Following these comments, the speakers talked about today's circumstances. She said that "it is no small matter that here we are in 2021, and it is women who are on the streets across the entire world and who are speaking out and protesting because they do not feel protected. They feel vulnerable in their societies because our societies allow and even encourage attacks on women, often treating them as fair game." By contrast, "one of the things that Marx says about the Paris Commune, and one of its heroic features, was that the women took up arms and were active in the defence of the rights of all in the Commune, and in so doing, participated in ensuring that no one in the Commune felt vulnerable and that everyone was protected.

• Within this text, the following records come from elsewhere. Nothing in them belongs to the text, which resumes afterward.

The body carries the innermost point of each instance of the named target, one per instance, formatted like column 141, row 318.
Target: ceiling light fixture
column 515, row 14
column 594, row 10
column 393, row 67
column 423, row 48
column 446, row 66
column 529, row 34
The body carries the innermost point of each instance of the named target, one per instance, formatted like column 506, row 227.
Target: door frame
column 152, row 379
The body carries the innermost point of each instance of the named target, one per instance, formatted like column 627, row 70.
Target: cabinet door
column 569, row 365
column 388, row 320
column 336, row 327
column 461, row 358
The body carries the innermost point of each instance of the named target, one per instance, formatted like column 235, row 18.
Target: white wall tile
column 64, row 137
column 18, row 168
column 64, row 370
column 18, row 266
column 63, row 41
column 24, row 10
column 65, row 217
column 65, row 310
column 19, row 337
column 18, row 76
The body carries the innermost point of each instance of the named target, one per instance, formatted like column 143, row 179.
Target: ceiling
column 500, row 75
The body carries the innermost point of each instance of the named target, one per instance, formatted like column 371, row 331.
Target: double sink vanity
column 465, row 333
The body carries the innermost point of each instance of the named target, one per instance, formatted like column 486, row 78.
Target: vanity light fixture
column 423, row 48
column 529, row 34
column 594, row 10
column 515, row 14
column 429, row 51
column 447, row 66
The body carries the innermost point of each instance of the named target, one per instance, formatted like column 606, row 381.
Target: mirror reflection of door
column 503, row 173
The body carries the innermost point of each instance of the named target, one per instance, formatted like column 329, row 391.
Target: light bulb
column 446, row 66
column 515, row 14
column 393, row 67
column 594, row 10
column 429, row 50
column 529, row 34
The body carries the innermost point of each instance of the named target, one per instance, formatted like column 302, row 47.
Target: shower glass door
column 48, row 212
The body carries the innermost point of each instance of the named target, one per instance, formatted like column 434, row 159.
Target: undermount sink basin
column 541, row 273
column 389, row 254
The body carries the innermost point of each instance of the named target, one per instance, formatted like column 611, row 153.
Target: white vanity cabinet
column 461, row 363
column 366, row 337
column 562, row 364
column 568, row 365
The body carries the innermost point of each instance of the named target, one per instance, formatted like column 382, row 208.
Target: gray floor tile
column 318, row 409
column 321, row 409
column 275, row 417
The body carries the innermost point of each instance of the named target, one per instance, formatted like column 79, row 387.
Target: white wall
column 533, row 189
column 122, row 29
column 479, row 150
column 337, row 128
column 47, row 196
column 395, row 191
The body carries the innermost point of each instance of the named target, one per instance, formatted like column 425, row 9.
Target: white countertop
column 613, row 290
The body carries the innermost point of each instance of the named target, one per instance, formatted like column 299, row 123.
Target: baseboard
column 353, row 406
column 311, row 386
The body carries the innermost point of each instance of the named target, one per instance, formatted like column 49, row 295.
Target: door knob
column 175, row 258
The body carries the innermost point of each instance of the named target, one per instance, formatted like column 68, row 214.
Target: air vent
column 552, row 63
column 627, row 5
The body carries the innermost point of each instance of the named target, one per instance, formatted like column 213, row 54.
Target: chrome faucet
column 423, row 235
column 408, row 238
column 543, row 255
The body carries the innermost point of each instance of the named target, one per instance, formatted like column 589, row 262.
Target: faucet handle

Indeed, they felt empowered to walk the streets free from attack."

The speaker highlighted the experience of women right now here in Britain, where women are feeling vulnerable in our streets. However, she said that "the problem is not one of reprogramming men's heads. It is not about something "over there" and somehow done to us. Rather it is systemic and linked with the treatment of women as a collective. As such, it requires the participation of women in sorting out the problems as part of sorting out the problems of the whole society. It requires the recognition that the security of women lies in the fight for and defence of the rights of all!"


Online meeting poster

The speaker asserted that "what we see happening in the Paris Commune is that these rights were being established by men and women, and that what was being established as a consequence, and through the actions of all these bodies and discussions, was the establishment of the political power of the proletariat. This was what was so threatening to the bourgeoisie and to all powers and countries around the world; and that at all costs, they could not allow this to happen."

One of the important lessons of the Paris Commune today was one of empowerment. She said that "in the act of the birth of the Paris Commune was born this conception that the proletariat could and must take power to solve the problems of society and bring into being, as its historic duty, the new".

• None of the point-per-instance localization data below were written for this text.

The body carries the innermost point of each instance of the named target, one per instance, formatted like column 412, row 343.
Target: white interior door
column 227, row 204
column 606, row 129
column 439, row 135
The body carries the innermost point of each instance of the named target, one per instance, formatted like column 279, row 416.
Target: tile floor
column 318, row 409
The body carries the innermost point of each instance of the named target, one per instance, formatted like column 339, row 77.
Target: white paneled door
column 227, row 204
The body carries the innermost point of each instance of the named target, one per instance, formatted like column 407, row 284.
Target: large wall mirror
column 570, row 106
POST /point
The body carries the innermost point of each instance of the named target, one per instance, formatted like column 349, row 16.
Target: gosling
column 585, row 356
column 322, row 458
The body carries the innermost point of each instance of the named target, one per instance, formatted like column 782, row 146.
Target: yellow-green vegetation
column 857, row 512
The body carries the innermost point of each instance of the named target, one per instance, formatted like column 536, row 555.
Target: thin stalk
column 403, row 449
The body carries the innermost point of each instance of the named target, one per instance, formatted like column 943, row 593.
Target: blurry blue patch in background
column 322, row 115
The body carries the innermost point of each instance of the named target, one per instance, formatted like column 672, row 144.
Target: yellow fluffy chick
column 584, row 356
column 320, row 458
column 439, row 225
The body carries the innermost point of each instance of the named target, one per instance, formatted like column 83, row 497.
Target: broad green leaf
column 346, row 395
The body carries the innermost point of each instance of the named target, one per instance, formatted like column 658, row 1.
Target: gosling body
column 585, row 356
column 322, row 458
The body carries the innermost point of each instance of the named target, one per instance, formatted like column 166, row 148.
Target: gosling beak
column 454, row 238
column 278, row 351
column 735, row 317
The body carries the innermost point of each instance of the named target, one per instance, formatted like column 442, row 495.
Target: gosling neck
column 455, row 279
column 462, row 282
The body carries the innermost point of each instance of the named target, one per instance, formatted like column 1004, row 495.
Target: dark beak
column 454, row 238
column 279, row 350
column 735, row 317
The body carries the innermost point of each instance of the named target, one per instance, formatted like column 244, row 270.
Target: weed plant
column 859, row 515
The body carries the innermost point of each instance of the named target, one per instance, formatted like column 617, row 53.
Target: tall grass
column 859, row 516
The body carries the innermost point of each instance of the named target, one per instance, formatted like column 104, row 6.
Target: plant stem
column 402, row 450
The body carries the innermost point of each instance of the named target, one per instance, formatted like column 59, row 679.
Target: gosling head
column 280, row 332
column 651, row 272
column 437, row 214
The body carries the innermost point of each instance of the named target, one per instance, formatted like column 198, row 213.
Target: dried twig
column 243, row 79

Indeed, it points to what we must do in today's world. "What has been given rise to is that we need to take up the example of the Paris Commune and to take a stand on what is going on, and to speak out in our own name. We need now to recognise what is necessary to be done at this time and what is being given rise to. We see that our governments and our societies are increasingly subduing the people, and that, under the guise of the current pandemic, they are trying to stop the voice of the people, even to stop the limited means accorded them through so-called representation in parliament, by suspending elections or limiting the participation of those who are allowed to comment in parliament."

She drew attention to the need for an Anti-War Government where the issues of the people can be brought to the fore and where, as with the Paris Commune, the people can bring an end to all foreign intervention and wars. Learning the lessons of the Paris Commune, we must fight to bring about the involvement of and to the empower people in decision-making and the control of their lives, and that the working class must constitute themselves the nation.

The talk concluded with a statement of Marx:

If the Commune was thus the true representative of all the healthy elements of French society, and therefore the truly national government, it was, at the same time, as a working men's government, as the bold champion of the emancipation of labour, emphatically international. Within sight of that Prussian army, that had annexed to Germany two French provinces, the Commune annexed to France the working people all over the world.

The Paris Commune represented the fight of the new against the old and brought a new quality into being. It demonstrated that the proletariat could establish something new against the claim of the old to its right to rule by force based on class privilege, wealth or birth. In so doing, the Paris Commune showed that it could be done whilst sowing the seed of an unstoppable idea that shone a light on the path to a new society.